Der Klimawandel mit den einhergehenden niederschlagsärmeren Wintern, mehr Extremwetterphänomenen wie auch heißeren Sommern würden gebieten, Wasser zu sparen, heißt es in der Pressemitteilung der ALA, die für die kommende Stadtverordnetenversammlung einen Antrag auf den Tisch legt, der sich rund um das Alsfelder Wasser dreht.

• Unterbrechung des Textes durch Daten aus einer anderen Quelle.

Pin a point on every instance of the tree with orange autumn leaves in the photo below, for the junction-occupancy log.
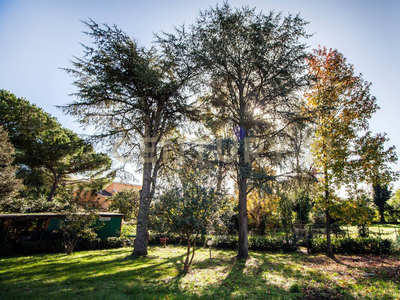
(340, 105)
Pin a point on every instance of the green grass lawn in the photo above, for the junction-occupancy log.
(113, 274)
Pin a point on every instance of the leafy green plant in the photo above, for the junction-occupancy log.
(76, 226)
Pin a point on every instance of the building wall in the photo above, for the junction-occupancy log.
(116, 187)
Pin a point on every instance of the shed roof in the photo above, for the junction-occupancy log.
(48, 215)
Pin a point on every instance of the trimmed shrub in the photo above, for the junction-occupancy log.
(358, 245)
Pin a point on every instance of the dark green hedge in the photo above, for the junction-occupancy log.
(55, 246)
(369, 245)
(231, 242)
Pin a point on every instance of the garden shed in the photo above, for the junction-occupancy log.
(43, 226)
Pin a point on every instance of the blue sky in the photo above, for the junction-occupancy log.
(39, 37)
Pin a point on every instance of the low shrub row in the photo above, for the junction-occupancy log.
(56, 246)
(368, 245)
(231, 242)
(347, 245)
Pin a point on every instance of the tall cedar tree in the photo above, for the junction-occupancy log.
(42, 143)
(341, 105)
(252, 66)
(8, 183)
(375, 169)
(133, 97)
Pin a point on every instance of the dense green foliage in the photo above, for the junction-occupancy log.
(252, 65)
(9, 185)
(134, 97)
(126, 202)
(45, 148)
(367, 245)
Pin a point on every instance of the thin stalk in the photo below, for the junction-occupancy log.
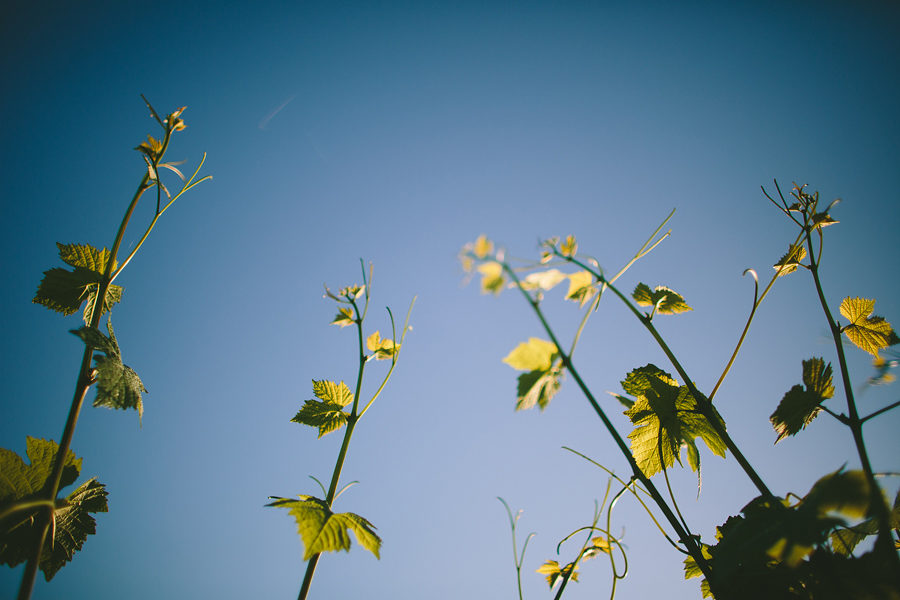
(689, 542)
(884, 543)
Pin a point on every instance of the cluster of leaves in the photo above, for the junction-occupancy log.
(21, 501)
(774, 548)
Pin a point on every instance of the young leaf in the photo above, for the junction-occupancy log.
(64, 291)
(581, 287)
(344, 317)
(543, 280)
(665, 300)
(787, 263)
(118, 386)
(324, 531)
(328, 415)
(383, 349)
(666, 418)
(555, 574)
(492, 279)
(800, 406)
(867, 332)
(72, 523)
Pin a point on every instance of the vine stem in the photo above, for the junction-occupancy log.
(689, 542)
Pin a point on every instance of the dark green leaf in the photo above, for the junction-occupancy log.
(801, 405)
(324, 531)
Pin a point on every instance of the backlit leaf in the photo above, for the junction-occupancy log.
(666, 419)
(324, 531)
(790, 261)
(327, 413)
(581, 287)
(801, 405)
(867, 332)
(118, 386)
(492, 279)
(21, 483)
(666, 301)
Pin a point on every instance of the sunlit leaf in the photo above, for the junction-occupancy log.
(665, 300)
(790, 261)
(492, 279)
(802, 404)
(555, 574)
(867, 332)
(64, 291)
(543, 280)
(581, 287)
(383, 349)
(21, 482)
(666, 418)
(118, 386)
(324, 531)
(327, 413)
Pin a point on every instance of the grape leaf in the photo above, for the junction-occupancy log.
(665, 300)
(64, 291)
(492, 279)
(788, 264)
(800, 406)
(383, 349)
(543, 280)
(542, 381)
(555, 574)
(867, 332)
(22, 483)
(324, 531)
(118, 386)
(581, 287)
(666, 418)
(328, 414)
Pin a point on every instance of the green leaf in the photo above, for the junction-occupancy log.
(543, 280)
(324, 531)
(581, 287)
(867, 332)
(801, 405)
(534, 355)
(666, 301)
(118, 386)
(555, 574)
(492, 279)
(21, 483)
(666, 418)
(64, 291)
(328, 414)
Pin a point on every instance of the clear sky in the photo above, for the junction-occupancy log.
(395, 133)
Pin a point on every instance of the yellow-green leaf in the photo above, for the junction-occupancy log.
(867, 332)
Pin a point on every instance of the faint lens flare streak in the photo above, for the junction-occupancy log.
(265, 120)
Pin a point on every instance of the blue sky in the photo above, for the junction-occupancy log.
(406, 130)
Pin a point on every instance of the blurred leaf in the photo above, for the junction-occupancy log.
(867, 332)
(544, 280)
(324, 531)
(581, 287)
(64, 291)
(787, 264)
(492, 279)
(665, 300)
(666, 418)
(555, 574)
(118, 386)
(800, 406)
(21, 483)
(383, 349)
(328, 414)
(344, 317)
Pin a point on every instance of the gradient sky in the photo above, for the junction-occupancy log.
(396, 133)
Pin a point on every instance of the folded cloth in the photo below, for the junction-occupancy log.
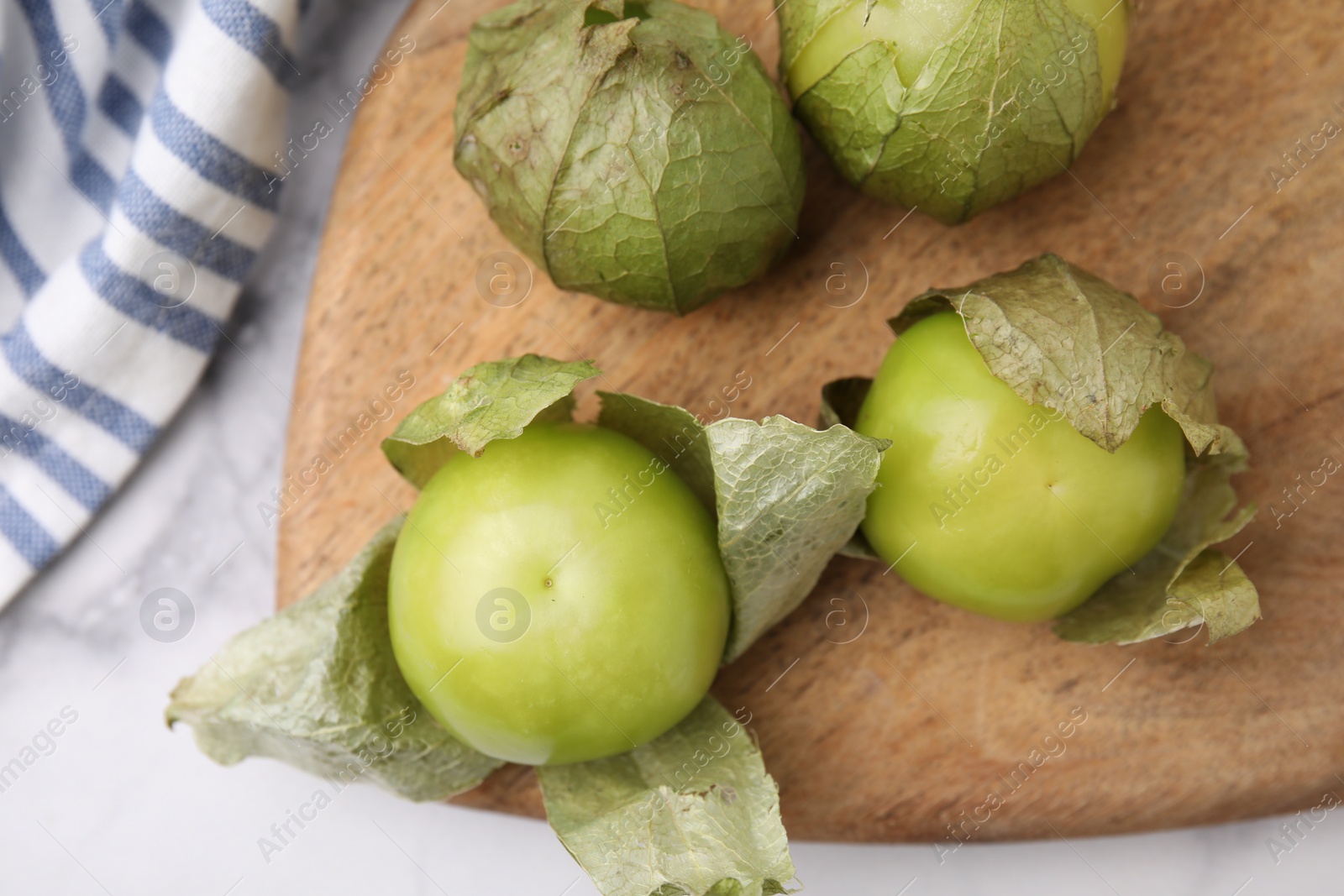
(139, 143)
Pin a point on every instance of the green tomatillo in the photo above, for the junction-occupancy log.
(635, 150)
(558, 598)
(999, 506)
(952, 107)
(1054, 452)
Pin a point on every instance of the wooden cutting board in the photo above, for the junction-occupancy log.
(884, 715)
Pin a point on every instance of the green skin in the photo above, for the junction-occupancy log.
(1039, 515)
(628, 600)
(920, 27)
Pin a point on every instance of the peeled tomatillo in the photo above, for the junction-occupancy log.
(559, 598)
(996, 506)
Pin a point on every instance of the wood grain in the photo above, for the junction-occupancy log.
(884, 715)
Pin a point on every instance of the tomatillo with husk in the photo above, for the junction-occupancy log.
(952, 107)
(999, 506)
(633, 150)
(542, 622)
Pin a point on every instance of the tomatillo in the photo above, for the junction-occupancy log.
(952, 107)
(559, 598)
(999, 506)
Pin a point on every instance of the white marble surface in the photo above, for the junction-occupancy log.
(123, 806)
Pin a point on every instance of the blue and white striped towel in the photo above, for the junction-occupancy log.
(138, 143)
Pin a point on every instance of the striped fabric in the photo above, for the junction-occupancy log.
(138, 145)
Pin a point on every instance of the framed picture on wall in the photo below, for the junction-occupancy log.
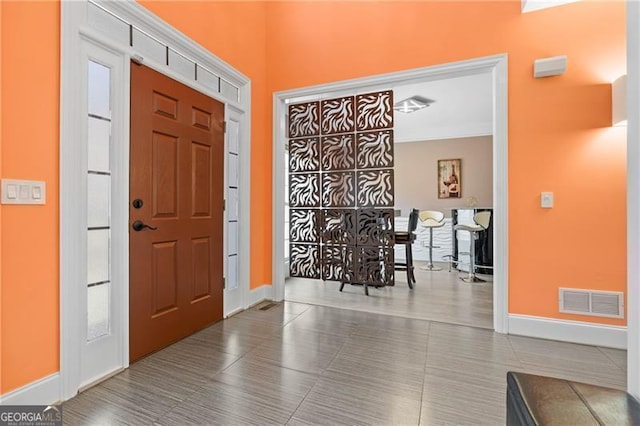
(449, 184)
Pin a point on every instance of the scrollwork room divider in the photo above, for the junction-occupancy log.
(341, 190)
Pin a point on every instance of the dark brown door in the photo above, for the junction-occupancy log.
(175, 211)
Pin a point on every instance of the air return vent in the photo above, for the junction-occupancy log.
(591, 302)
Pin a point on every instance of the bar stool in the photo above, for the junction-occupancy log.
(481, 220)
(431, 219)
(407, 238)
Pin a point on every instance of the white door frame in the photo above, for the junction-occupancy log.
(497, 65)
(633, 198)
(75, 30)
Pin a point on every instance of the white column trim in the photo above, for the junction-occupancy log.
(497, 65)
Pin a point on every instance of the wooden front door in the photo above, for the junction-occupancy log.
(175, 211)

Wie schon der Leiter des Alsfelder Wasserwerks, der sich seitens der Politik mehr Vorgaben zu Wassereinsparungen und Klimaschutzmaßnahmen wünscht, teilt auch die ALA diese Auffassung. „Da trifft es sich gut, dass die ALA für die kommende Stadtverordnetenversammlung bereits einen Antrag zum Thema eingebracht hat“, erklärt Fraktions-Chef Michael Riese.

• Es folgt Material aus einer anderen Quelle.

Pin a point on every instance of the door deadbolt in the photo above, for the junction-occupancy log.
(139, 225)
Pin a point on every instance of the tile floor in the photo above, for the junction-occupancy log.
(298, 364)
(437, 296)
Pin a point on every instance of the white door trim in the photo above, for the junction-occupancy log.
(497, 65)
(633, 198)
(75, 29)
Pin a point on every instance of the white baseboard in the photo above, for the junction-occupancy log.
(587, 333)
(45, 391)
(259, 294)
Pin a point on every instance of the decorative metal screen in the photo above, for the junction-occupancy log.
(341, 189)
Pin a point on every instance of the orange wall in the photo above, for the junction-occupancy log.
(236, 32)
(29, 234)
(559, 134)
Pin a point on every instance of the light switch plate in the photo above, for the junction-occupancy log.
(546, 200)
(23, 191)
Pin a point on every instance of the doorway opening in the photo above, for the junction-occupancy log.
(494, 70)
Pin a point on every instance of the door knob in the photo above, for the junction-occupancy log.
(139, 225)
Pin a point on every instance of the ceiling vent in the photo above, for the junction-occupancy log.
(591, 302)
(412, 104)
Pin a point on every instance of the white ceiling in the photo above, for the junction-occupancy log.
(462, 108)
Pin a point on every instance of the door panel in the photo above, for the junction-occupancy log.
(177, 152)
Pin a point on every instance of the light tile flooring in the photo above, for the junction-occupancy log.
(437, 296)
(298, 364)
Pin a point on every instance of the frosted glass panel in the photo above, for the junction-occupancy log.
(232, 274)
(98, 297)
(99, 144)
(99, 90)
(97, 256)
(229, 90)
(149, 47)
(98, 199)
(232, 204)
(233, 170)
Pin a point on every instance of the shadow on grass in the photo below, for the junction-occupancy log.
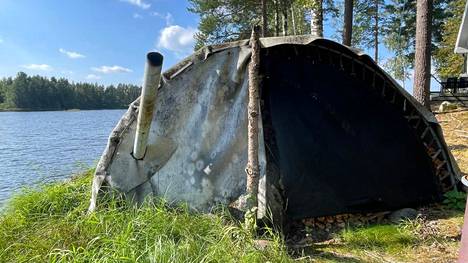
(316, 252)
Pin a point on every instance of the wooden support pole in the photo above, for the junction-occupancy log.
(252, 168)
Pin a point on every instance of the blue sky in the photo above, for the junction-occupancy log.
(102, 41)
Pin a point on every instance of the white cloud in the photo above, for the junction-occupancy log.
(111, 69)
(68, 72)
(178, 39)
(140, 3)
(71, 54)
(42, 67)
(167, 17)
(93, 77)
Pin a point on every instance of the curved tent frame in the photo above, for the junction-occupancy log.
(221, 70)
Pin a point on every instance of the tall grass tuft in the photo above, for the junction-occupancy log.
(51, 224)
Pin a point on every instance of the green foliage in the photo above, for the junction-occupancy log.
(40, 93)
(449, 64)
(50, 224)
(455, 200)
(378, 237)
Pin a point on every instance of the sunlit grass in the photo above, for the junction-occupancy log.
(51, 224)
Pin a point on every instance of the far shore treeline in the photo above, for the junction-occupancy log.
(40, 93)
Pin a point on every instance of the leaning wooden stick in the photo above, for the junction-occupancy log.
(252, 168)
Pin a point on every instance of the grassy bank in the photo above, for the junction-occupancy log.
(50, 224)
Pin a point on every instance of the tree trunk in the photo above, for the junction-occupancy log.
(253, 109)
(422, 57)
(276, 18)
(285, 17)
(348, 23)
(293, 20)
(316, 21)
(376, 32)
(264, 19)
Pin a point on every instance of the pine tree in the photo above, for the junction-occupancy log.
(448, 64)
(422, 60)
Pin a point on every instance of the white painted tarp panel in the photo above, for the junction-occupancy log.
(197, 147)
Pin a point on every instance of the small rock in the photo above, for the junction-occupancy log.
(405, 213)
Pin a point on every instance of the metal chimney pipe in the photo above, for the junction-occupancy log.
(147, 100)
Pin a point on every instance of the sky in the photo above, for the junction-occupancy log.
(102, 41)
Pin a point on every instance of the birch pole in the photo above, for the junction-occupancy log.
(252, 168)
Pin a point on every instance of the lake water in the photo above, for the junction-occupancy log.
(45, 146)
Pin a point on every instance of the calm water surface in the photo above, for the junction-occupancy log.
(45, 146)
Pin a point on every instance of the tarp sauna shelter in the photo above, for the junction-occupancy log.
(337, 134)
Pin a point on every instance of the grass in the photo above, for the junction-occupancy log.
(390, 238)
(51, 224)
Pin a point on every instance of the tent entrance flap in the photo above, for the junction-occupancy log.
(340, 147)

Zur Sensibilisierung über die aktuelle Trinkwassersituation soll die Stadt prüfen, ob es möglich ist nach dem Vorbild der Ovag auf ihrer Webseite eine „Wasserampel“ einzurichten, heißt es im Antrag. Ferner beantragt die ALA, dass die baurechtlichen Voraussetzungen geschaffen werden sollen, um bei Neubauten und in Neubaugebieten, Brauch- und Trinkwasser zu nutzen und auch einen Bericht über die aktuelle Grund- und Trinkwassersituation in Alsfeld soll es geben.

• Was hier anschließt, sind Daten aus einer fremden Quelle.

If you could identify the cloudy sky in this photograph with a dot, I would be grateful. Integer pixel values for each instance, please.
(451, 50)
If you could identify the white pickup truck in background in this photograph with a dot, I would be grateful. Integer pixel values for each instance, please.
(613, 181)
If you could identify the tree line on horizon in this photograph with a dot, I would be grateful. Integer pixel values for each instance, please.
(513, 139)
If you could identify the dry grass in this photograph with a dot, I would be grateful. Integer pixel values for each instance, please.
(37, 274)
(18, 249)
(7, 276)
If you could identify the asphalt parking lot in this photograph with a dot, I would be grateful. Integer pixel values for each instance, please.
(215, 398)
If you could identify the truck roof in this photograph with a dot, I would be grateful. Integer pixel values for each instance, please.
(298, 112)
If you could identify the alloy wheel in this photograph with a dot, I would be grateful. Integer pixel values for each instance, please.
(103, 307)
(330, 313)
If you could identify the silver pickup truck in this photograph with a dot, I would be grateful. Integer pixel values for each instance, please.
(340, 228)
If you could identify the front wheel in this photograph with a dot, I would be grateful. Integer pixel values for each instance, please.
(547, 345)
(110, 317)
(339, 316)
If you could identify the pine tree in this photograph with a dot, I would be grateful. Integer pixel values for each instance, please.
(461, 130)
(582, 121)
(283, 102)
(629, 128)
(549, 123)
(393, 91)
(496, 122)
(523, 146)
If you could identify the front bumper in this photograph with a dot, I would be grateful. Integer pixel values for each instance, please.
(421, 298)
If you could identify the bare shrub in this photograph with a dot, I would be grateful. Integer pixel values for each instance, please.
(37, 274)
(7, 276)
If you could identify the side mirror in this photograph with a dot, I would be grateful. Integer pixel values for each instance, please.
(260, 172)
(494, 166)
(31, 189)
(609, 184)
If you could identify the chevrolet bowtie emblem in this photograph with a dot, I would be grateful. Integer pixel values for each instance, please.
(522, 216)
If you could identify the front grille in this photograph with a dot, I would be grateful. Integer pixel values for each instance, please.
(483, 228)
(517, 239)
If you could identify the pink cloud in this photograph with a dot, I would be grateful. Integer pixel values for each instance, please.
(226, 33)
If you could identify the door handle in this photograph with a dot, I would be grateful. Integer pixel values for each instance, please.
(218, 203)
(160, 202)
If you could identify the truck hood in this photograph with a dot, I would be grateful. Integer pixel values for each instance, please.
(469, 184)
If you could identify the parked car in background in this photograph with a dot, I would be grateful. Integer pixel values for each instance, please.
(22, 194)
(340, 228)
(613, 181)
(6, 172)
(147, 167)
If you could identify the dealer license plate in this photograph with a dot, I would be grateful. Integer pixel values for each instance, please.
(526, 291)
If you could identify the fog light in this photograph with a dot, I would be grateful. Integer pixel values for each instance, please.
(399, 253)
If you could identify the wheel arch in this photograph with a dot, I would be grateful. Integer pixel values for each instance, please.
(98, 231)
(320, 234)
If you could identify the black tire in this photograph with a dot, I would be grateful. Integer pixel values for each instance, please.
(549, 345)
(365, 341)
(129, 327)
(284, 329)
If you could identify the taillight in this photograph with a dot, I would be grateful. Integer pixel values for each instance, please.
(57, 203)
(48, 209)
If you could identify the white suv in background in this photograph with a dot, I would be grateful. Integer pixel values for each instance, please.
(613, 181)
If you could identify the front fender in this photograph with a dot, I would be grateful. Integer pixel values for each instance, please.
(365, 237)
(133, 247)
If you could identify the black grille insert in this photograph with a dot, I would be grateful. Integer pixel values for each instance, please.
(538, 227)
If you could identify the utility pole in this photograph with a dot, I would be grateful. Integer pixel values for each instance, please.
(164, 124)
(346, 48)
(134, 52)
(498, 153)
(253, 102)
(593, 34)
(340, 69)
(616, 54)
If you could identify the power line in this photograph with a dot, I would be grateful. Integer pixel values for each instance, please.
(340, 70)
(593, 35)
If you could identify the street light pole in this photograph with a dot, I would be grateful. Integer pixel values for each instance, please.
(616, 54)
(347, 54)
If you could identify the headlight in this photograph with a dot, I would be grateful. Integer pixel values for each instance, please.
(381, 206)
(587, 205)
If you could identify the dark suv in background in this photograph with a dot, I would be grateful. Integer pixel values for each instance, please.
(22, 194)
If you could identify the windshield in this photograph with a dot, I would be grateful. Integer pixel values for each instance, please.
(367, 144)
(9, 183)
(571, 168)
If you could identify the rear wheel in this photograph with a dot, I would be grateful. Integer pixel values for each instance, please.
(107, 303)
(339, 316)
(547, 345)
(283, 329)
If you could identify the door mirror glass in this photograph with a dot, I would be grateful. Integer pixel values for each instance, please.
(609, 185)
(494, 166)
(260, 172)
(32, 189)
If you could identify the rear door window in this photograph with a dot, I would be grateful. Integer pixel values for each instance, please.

Schon 2008 hat das hessische Umweltministerium eine Fachinformation zur Regenwasserbewirtschaftung in Neubaugebieten veröffentlicht. Aktuell gibt es seitens der Landesregierung eine Förderung für die Erstellung kommunaler Wasserkonzepte, heißt es abschließend in der Mitteilung der ALA.

Ein Gedanke zu “Über die Situation des Alsfelder Wassers

  1. Und wieder unerwähnt die 25 Millionen Kubikmeter Wasser, die Frankfurt jährlich aus dem Vogelsberg abzieht, das ist fast die Hälfte des Vogelsbergwassers, das nach Rheinmain „exportiert“ wird. Übrigens ohne Entschädigung oder Verkaufserlös, die OVAG fördert hier Grundwasser und verkauft es der Mainova, die Vogelsberger haben also nichts davon – außer sinkendem Grundwasserspiegel, Entnahmeverbote ihren Garten mit Bachwasser zu gießen und höhere Wasserpreise falls Tanklaster leergefallene Brunnen ersetzen müssen. In Hessen wie auch Frankfurt regieren bekanntlich die Grünen, die haben mit dem selbst nach Wassergesetz illegalen und absolut unökologischen Verhalten Frankfurts seit Jahren kein Problem, sondern sprengen dort im Sommer damit ihre Stadtparks.
    Was ist aus dem Wassergutachten geworden? Anfrage im Landtag? Wurde Frankfurt mal verklagt? Vielleicht sollte die ALA mal an möglichen Lösungen arbeiten statt wie für alles den Klimawandel oder Putin verantwortlich zu machen und zum Gürtelengerschnallen aufzurufen.